As I sit with my thoughts turning to Christmas, and with the pandemic clamour reaching into every aspect of our lives and our media is questioning if there is going to be a Christmas, and more lockdown isolation.

 

We find similarities in the Christmas Nativity, as Mary and Joseph were isolated away from friends and family, in the stable as there was no room in the inn because everyone was obeying the census laws, and despite all this, it is a story of waiting, hope and love, which still matters today as it is also the promise of salvation from all our troubles.

 

I think this year above all years we are all really challenged to be imaginative, which has been a regular theme during Harvest.  As we now approach Advent and Christmas, I feel it will be a time of mixed emotions as people struggle to let go of the commercialised Christmas and some of their normal church traditions.  Adding to this it will also be a time of great sadness in one parish - their church is closing and their last service is at Christmas, and likewise for many families it will equally be a time of sadness if we are unable to come together because of the rule of 6. 

 

Whilst Christmas without carols will certainly feel a little odd, we are exploring how we could use professional singers in some of our churches and do a bring-your-own Christingle, as we imaginatively make the best of the situation we are in.

 

Perhaps through all of this going on in our lives there is more parity in the Nativity story this year, as the Holy family is alone and in the stable, and isolated from their family, because Mary would have been classed as ritually unclean, isolated from their normal home and the familiar day-to-day life as they obey the new census law in a strange place.

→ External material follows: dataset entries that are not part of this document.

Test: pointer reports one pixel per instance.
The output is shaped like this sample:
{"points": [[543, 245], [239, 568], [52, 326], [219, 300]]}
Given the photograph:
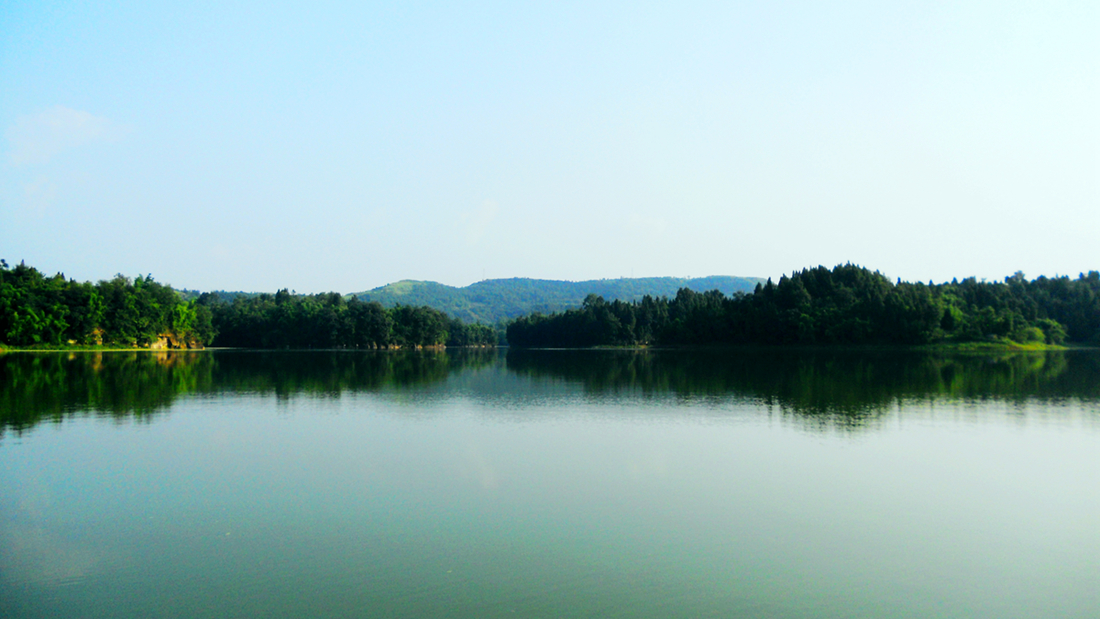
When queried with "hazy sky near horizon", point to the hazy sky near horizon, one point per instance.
{"points": [[343, 145]]}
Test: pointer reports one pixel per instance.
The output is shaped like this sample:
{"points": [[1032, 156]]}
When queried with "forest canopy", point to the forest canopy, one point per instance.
{"points": [[847, 305]]}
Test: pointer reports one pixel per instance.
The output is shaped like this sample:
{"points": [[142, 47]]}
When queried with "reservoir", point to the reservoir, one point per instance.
{"points": [[492, 483]]}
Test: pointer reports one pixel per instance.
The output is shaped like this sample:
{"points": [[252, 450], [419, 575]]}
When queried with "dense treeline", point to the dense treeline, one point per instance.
{"points": [[493, 301], [848, 305], [329, 321], [36, 310], [39, 310]]}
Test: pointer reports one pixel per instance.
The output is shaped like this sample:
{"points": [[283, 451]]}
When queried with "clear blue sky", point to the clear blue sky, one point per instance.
{"points": [[340, 146]]}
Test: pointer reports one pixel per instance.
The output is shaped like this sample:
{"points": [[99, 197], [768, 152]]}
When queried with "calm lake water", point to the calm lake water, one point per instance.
{"points": [[550, 484]]}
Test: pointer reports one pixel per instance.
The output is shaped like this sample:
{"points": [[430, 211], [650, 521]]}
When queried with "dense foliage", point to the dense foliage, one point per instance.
{"points": [[848, 305], [495, 300], [39, 310], [329, 321]]}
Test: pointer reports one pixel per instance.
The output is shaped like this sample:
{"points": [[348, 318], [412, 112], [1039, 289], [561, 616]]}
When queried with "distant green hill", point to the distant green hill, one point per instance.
{"points": [[493, 300]]}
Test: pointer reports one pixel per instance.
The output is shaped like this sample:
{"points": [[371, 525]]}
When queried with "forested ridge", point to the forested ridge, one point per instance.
{"points": [[495, 300], [36, 310], [41, 311], [847, 305], [328, 320]]}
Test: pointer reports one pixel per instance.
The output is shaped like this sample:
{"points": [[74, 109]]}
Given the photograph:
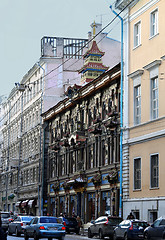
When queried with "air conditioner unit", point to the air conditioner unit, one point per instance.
{"points": [[26, 160]]}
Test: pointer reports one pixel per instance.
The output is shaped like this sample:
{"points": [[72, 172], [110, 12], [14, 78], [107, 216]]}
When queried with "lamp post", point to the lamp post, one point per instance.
{"points": [[121, 115], [40, 201], [21, 88]]}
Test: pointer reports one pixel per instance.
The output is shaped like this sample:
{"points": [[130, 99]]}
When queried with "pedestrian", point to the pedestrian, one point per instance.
{"points": [[130, 216]]}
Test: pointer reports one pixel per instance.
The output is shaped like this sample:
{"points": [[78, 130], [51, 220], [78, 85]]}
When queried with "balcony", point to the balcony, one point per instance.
{"points": [[120, 4]]}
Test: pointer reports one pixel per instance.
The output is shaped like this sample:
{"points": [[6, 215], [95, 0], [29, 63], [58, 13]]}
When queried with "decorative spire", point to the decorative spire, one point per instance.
{"points": [[93, 66]]}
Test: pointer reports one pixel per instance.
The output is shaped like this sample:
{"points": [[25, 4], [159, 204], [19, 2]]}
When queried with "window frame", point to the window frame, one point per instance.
{"points": [[153, 100], [137, 34], [152, 33], [151, 175], [137, 118], [137, 189]]}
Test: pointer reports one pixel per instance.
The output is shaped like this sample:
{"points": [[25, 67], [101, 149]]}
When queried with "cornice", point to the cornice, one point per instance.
{"points": [[143, 9], [136, 73]]}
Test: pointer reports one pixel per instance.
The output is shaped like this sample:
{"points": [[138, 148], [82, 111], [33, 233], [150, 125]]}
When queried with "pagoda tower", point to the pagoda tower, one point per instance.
{"points": [[93, 66]]}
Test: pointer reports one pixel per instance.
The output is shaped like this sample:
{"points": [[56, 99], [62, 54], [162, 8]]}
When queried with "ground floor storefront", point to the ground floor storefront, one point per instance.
{"points": [[88, 198]]}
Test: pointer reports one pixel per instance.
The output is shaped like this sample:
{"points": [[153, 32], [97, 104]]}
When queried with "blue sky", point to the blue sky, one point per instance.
{"points": [[24, 22]]}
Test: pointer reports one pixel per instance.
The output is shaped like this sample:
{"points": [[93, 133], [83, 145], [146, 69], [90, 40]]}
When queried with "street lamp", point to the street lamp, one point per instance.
{"points": [[21, 88], [121, 115]]}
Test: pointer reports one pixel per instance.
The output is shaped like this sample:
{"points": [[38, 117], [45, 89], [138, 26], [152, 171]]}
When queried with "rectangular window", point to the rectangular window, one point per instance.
{"points": [[154, 171], [137, 173], [154, 98], [154, 23], [137, 34], [137, 104]]}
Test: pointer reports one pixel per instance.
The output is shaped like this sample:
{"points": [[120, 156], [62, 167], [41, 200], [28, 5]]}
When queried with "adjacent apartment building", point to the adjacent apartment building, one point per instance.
{"points": [[144, 89], [44, 85]]}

Is this not also what the pandemic has ushered in for many, isolation from the familiar, from touch, from family, as we obey new laws and the virus threat makes the other person potentially an unclean virus carrier, and we now find ourselves ritually washing our hands.

 

For the Holy family it required imaginative creativity to make this isolated stable a safe place to bring a child into the world without all the usual traditions that would have accompanied a birth, and through this we discover the incarnation, and welcome and invitation to the Prince of Peace.

Perhaps through our collective creative imagination as we celebrate Advent and Christmas this year, we too will inhabit a new place that for our communities and our families will give new hope as we discover the incarnation afresh for ourselves.

 

Above all I wish you all a safe and happy Advent and Christmas full of our Lords blessings.